I have denounced the Arab aggression that caused the Six-Day War of 1967 and that allowed Israel to capture the West Bank and Gaza.  So-called “pro-Palestinian” activists condemn Israel’s occupation of the West Bank and Israel’s blockade of Gaza, but they irrationally refuse to denounce the Arab anti-Semitic frenzy that led to them.

I have denounced the Arab states for keeping Palestinians in camps with limited rights for almost seven decades so far.  Palestinians continue to be used as pawns by the Arab regimes, yet so-called “pro-Palestinian” activists encourage that abuse.

I have denounced terrorists such as Hamas who invite counter-attacks by Israel resulting in destruction and death for Palestinians, and who cause Israelis to be apprehensive of Palestinian statehood.  Terrorist violence, which is either supported or ignored by “pro-Palestinian” activists, is not only immoral but also ineffective and counter-productive.

I have denounced the Palestinian leader who routinely lies, stubbornly refuses to discuss peace with Israel, and even incites violence.  He stupidly demands a freeze in settlements as a pre-condition for negotiating when it is obvious that the lack of a peace deal results in more settlements.  So-called “pro-Palestinian” activists portray Abbas as a moderate who just wants peace.

The so-called “pro-Palestinian” activists claim to want an end to Israeli occupation and the creation of a Palestinian state, but they work tirelessly against these very goals, and their efforts are succeeding.  Every day, the possibility of a Palestinian state is more remote.  Their hate towards the Jewish state blinds them to the absurdity of their tactics.

I am expected to demonstrate my support of Palestinians by engaging in hateful rhetoric against Israel.  I am expected to denounce Israel as an apartheid state and to accuse Israel’s government of being opposed to peace and a Palestinian state.  I will do no such things because those claims are lies.  Israel is a thriving democracy for both Jews and Arabs, and she has been ready for peace since independence in 1948.  All that Israel has received in return is violence and hate.  She should be admired and supported, not demonized, and I will have no part in that demonization.

As an Arab, I proudly support Israel, and I believe that it is the duty of every fair-minded person to support Israel.  I have tremendous respect for the Jewish culture, and I believe in the right of Jews to be independent on a land where they have had continuous presence for longer than any other group.  I also proudly support the goal of a democratic and peaceful Palestinian state.
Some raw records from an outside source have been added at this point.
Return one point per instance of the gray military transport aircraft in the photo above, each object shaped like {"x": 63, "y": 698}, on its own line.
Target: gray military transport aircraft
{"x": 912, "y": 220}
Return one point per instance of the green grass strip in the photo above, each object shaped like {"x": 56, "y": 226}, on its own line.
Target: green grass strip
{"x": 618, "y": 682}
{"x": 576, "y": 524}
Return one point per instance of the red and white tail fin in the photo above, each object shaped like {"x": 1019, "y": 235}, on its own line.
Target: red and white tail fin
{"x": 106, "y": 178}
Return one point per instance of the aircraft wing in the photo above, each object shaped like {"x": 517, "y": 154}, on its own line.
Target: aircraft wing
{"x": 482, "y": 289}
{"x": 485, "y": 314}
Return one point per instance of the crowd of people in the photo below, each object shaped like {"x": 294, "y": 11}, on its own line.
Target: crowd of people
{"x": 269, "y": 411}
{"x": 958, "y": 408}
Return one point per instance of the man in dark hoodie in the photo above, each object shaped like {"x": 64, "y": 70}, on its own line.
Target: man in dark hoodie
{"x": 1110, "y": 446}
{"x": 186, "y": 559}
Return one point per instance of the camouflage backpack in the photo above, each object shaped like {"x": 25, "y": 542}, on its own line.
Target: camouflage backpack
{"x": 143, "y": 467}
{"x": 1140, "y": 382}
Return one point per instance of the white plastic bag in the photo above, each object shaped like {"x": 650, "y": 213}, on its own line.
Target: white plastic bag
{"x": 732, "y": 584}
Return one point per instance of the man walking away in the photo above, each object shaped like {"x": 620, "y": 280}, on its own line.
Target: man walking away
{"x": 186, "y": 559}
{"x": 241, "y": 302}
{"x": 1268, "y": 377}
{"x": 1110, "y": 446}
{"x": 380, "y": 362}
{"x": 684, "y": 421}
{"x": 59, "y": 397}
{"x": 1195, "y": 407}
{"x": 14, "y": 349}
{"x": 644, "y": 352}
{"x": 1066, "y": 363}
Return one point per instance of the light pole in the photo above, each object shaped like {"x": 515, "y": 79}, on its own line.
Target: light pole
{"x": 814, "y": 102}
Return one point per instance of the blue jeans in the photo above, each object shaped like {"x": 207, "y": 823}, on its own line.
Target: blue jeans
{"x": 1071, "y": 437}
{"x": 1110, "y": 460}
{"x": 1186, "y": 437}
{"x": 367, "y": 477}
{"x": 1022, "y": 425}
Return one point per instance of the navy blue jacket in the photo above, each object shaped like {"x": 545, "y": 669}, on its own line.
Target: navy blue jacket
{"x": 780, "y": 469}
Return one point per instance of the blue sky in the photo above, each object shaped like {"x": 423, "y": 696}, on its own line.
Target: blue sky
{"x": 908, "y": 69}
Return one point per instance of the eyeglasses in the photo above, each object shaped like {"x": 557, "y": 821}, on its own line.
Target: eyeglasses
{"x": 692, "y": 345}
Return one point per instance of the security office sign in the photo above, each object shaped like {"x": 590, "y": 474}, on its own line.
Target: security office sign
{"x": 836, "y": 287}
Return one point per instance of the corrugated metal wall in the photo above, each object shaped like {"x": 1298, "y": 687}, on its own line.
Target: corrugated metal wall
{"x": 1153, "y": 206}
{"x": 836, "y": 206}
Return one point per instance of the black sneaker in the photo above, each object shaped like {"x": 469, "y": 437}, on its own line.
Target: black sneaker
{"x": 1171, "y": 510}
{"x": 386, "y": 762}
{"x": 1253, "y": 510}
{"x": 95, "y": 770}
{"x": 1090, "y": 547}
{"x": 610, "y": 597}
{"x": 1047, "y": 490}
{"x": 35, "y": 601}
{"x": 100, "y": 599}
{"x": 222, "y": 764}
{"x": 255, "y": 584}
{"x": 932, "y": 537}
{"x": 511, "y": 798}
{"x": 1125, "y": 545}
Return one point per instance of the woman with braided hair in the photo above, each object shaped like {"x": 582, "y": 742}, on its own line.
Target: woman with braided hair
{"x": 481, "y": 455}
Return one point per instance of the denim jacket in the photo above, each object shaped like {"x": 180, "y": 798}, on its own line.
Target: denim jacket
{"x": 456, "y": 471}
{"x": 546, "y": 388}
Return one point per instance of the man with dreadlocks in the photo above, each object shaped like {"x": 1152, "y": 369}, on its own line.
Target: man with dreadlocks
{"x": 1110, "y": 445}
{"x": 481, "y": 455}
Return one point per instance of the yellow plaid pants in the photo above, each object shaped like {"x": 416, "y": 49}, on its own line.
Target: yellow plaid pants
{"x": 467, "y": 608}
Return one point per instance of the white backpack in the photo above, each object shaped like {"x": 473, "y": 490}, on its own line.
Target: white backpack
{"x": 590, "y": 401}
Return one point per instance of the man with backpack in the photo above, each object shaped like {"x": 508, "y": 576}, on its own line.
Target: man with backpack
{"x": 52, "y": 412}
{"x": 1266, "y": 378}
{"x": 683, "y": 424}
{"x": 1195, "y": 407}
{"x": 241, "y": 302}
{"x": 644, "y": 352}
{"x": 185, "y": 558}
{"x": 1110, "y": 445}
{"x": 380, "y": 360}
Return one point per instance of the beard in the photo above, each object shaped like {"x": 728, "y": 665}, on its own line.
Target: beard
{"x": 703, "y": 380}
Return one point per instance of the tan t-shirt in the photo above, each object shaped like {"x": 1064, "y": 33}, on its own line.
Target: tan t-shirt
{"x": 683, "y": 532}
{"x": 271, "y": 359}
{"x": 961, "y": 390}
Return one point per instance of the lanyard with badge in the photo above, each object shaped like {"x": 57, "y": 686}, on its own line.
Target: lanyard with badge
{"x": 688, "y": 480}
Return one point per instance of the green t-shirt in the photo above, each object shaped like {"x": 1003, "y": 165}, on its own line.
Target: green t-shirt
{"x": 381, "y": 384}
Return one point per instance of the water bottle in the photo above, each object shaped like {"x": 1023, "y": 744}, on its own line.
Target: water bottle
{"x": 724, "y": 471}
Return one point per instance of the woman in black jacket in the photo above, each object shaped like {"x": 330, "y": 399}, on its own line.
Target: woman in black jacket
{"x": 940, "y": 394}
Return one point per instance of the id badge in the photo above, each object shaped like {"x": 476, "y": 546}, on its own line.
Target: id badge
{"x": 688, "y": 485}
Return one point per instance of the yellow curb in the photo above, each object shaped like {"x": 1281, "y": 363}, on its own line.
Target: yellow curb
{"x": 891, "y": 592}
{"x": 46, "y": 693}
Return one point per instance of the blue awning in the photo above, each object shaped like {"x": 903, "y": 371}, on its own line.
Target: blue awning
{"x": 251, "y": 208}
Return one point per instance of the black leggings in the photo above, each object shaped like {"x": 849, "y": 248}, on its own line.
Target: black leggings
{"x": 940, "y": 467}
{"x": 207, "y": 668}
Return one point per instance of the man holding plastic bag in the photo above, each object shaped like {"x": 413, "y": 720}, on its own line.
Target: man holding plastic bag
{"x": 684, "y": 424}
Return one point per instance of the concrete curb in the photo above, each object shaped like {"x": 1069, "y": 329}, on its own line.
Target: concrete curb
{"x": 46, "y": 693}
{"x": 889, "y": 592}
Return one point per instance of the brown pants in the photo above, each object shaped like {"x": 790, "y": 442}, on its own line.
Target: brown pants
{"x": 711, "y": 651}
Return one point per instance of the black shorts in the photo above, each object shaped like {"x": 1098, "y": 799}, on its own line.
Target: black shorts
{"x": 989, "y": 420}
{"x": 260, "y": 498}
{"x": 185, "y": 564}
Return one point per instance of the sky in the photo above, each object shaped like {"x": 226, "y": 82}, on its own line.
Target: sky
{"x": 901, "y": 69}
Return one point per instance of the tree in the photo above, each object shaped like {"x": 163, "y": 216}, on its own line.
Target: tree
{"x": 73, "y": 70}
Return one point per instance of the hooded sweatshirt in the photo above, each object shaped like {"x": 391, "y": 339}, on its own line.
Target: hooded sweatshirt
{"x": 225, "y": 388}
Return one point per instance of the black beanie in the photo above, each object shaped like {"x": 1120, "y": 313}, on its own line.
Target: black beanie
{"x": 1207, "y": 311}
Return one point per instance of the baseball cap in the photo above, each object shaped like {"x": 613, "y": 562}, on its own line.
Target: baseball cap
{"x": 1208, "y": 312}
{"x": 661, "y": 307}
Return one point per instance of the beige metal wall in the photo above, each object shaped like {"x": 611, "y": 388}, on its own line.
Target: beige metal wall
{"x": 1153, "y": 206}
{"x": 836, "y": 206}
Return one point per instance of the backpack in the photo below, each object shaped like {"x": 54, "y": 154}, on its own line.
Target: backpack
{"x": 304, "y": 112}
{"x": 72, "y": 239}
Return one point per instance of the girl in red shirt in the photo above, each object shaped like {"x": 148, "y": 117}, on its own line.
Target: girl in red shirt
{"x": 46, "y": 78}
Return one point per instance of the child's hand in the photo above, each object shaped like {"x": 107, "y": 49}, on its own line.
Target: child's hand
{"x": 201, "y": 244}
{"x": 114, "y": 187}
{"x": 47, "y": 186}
Not only is there no contradiction between these two goals, but just as I believe that Israel would benefit from the existence of a peaceful Palestinian state (see “The one-state delusion”), I know that the creation of such a state hinges on Palestinians fully accepting the existence of the Jewish state.

Some Arabs and even some Palestinians understand this.  Palestinian human rights activist Bassem Eid wrote, “Despite what we tell ourselves, Israel is here to stay. What’s more, it has a right to exist. It is the nation of the Jews but also a nation for Israeli Arabs who have better lives than Arabs anywhere in Arab countries. We must accept these facts and move on. The anti-Semitism promoted by Hamas, Fatah, and the BDS movement is not the answer for us Palestinians.”  Sadly Arabs such as Eid are few.

Palestinian thugs who are currently engaged in attacks against Jews in Israel are not building a Palestinian state.  They are the product of a Palestinian hate culture, and their actions entrench that hate culture even more, further pushing away the dream of Palestinian statehood.


To achieve peace and eventually dignity and statehood for the Palestinians, there is one path and one path only, and it is to denounce terrorism and unequivocally support Israel.